Le judaïsme était, à la fin de l’antiquité, bien plus prosélyte qu’à partir du moyen âge où il s’est replié en communautés fermées, et cela apparait dans des récits du nouveau testament, par exemple les pèlerins venus de régions lointaines lors de l’épisode de la pentecôte, ou encore les périples de Paul auprès des communautés juives autour de la méditerranée dans les ’’actes’’.
Le christianisme a effectivement été à l’origine une branche dissidente du judaïsme, mais les écrits de la fin du premier et du deuxième siècle montrent qu’il y avait déjà des instances distinctes de celles du judaïsme orthodoxe, des rites (baptême, ’’partage du pain’’ évoqué dans les lettres de Paul...), des textes théologiques qui donneront le nouveau testament (proto-évangile, lettres épiscopales...), et même différents courants dissidents.
Il est intéressant de relever dans l’article que le judaïsme a également évolué postérieurement à l’époque de Jésus, donc la divergence entre les deux branches religieuses s’est effectuée de part et d’autre.
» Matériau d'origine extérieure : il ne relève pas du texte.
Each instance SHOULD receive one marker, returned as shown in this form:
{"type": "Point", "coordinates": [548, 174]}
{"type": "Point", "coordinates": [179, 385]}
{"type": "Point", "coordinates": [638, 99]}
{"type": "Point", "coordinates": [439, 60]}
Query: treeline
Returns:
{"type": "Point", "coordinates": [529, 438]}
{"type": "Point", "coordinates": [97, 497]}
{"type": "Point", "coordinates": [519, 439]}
Ce qu’il est sans doute difficile de savoir, c’est quelle était la proportion des deux courants (judaïsme orthodoxe et christianisme) à l’époque où Constantin a autorisé le christianisme, puis s’est converti et l’a promu dans l’empire.
PS : la motivation de l’article est limpide dans l’avant propos, celle de récuser la réalité historique d’un exil de masse après la destruction du temple, et par là le ’’récit national’’ sur lequel est basé Israël, mais c’est un autre sujet.